Hi there,
I’m very excited about Datalad and am curious to know how you would set up a workflow that has to deal with a growing and at times updating input dataset.
To be specific, I run climate simulations that produce several output files on a native grid that I convert to a different grid and do some additional post-processing with. Because this simulation is running a long time I want to start my workflow while still new input files are produced. At a later time I want to just re-run the workflow to process the remaining non-processed or updated input files.
The general/simplified setup
- an input directory with files of patterns variableA.dat, variableB.dat and variableC.dat
- a function that converts each individual file e.g. variableA_atTimeX.dat to variableA_atTimeX_converted.dat (there are not dependencies between input files)
- all output files are collected in one output folder
- further files of any pattern are added continuously
Trial
I could use something similar to the example code snippet:
datalad run -m "convert all files" \
--input "*variable*.dat" \
--output "output_folder/" \
"convert {inputs} {outputs}"
However, this solution would
- expand
*variable*.dat
and no new files will be regarded when re-running the workflow - the input-files are not handled individually.

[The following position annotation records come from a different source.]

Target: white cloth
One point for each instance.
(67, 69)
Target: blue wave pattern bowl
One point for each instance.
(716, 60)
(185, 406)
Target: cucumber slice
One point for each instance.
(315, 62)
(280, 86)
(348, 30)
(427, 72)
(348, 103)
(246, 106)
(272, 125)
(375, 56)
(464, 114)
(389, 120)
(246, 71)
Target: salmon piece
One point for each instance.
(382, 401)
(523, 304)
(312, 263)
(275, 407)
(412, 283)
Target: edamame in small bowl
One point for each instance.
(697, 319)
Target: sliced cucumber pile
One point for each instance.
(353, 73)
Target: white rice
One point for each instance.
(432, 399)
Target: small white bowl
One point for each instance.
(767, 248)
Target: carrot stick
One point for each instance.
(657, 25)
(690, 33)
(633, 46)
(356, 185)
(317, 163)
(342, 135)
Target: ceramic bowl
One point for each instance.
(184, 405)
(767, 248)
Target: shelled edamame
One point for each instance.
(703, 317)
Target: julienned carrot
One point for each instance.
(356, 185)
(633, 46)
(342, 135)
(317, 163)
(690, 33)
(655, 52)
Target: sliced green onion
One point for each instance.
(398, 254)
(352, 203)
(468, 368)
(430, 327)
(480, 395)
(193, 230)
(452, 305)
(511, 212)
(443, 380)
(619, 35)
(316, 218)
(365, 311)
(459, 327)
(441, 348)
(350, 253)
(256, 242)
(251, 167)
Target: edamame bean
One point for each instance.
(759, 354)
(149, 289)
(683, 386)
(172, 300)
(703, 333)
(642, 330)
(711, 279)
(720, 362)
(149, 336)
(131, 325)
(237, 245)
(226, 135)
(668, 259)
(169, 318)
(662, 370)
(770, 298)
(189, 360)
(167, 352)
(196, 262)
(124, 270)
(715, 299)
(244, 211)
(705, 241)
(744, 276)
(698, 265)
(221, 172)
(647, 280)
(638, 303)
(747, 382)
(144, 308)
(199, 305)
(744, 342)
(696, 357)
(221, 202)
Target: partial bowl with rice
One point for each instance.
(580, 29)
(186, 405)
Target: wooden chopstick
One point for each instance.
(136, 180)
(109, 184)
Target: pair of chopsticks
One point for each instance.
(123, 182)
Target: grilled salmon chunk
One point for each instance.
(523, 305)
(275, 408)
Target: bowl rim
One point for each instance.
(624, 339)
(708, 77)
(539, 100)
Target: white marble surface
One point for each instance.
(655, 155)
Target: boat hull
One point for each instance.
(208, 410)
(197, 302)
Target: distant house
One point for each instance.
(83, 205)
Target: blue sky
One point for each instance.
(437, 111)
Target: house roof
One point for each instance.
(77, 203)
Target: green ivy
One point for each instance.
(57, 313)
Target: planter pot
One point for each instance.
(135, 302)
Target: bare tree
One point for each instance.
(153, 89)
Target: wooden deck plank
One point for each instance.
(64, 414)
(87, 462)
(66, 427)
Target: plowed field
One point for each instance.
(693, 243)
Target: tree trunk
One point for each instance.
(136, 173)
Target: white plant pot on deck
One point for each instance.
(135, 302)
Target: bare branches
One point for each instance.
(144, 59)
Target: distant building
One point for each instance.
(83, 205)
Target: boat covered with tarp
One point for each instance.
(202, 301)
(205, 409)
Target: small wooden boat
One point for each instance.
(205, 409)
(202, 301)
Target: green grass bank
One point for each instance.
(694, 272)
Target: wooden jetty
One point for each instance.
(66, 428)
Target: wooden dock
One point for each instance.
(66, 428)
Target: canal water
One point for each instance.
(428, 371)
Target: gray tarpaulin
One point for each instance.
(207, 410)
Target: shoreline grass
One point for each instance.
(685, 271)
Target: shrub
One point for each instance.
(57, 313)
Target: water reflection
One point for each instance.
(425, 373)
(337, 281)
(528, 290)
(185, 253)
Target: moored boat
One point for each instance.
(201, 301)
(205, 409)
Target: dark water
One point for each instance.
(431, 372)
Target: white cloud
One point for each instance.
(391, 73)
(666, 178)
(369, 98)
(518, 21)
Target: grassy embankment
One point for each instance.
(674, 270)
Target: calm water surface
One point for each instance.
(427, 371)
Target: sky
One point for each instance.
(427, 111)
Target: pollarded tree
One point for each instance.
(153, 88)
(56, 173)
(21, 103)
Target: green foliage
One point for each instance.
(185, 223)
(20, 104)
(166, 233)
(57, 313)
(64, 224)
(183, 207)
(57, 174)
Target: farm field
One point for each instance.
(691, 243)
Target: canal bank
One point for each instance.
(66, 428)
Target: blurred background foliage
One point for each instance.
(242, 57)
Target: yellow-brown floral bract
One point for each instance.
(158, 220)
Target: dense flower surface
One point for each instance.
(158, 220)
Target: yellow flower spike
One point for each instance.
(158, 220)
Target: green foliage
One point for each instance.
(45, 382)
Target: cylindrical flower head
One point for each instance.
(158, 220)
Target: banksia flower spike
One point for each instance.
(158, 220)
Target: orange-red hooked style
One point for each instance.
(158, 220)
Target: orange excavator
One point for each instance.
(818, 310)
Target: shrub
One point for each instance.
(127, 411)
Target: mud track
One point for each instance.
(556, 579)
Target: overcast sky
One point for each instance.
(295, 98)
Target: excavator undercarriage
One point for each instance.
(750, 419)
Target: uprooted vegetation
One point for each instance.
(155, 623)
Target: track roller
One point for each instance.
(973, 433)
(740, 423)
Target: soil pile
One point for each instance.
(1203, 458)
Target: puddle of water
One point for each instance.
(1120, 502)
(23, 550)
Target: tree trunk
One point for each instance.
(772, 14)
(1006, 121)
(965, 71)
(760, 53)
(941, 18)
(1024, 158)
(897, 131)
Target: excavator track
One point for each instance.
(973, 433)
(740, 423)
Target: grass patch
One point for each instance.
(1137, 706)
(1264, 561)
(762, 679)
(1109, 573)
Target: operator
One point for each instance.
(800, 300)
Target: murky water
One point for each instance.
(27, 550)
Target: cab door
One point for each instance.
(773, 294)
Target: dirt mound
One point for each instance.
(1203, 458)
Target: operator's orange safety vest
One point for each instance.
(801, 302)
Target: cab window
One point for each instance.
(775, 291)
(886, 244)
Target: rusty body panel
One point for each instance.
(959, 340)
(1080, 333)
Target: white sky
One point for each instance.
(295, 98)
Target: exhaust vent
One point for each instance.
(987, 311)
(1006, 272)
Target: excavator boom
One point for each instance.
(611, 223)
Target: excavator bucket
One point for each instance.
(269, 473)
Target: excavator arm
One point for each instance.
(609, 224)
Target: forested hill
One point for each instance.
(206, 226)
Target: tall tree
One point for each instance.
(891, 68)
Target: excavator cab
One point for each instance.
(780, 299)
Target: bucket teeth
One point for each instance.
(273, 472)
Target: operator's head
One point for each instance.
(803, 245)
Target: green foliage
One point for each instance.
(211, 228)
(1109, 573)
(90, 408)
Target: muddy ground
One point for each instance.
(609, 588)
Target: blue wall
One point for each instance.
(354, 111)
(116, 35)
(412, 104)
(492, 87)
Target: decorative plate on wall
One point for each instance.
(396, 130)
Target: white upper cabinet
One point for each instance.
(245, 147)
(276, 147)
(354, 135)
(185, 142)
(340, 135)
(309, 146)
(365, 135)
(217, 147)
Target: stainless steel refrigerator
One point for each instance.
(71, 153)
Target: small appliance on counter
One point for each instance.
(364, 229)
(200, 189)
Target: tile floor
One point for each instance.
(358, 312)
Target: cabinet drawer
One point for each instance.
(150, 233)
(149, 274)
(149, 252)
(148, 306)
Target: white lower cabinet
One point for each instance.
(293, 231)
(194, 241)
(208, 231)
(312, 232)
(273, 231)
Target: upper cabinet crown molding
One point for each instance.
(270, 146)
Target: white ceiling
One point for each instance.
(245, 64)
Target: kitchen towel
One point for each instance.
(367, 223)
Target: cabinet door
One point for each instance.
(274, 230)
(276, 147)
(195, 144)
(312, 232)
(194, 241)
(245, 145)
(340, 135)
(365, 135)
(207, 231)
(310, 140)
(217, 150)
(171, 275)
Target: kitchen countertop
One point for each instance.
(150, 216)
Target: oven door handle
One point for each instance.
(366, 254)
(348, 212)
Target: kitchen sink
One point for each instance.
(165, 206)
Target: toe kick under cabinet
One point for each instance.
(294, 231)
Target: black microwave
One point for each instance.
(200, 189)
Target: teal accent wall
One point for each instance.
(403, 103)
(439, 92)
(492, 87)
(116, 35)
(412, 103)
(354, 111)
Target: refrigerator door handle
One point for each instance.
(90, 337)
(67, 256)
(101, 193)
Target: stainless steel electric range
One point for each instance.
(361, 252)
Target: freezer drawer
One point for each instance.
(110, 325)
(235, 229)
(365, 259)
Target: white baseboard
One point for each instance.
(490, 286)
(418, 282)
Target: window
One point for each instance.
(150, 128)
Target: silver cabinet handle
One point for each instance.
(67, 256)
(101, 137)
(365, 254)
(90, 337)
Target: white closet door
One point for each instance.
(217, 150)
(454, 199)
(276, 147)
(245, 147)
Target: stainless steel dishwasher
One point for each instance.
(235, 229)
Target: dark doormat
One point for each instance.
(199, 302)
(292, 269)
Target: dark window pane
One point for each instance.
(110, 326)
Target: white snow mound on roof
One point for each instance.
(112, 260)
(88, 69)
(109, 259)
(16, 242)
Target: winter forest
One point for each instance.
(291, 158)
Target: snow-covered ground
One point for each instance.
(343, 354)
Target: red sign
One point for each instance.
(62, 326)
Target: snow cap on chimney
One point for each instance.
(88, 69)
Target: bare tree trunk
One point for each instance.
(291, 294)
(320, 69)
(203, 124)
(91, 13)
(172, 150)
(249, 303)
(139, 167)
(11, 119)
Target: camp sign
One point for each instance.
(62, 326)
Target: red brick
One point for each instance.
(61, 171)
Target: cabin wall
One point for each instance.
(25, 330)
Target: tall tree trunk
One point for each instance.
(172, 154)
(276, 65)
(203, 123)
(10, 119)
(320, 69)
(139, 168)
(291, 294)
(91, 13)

If any file changes, all files are converted again
- or the convert script needs to decide which files need to be processed and would need to check the hash of each input-file individually
A possible solution?
I think, what I am looking for is something like the above example, but
- with no expansion of the wildcard i.e. the pattern information persists for future re-runs, but
- at the same time still an expansion for the current run, and
- an additional flag for the
datalad run
command, like--vectorize
that would result in a map of the function on each input/output argument, e.g.convert input1 output1
;convert input2 output2
;…convert inputN outputN
.
Instead of the whole list of input/output files, each input-output pair is given individually to theconvert
function.
I’m a complete Datalad beginner, so maybe this functionality already exists or cannot be implemented or does not make sense.
Anyway, I’m interested to see your suggestions or questions if I haven’t been clear enough.
Cheers,
Hauke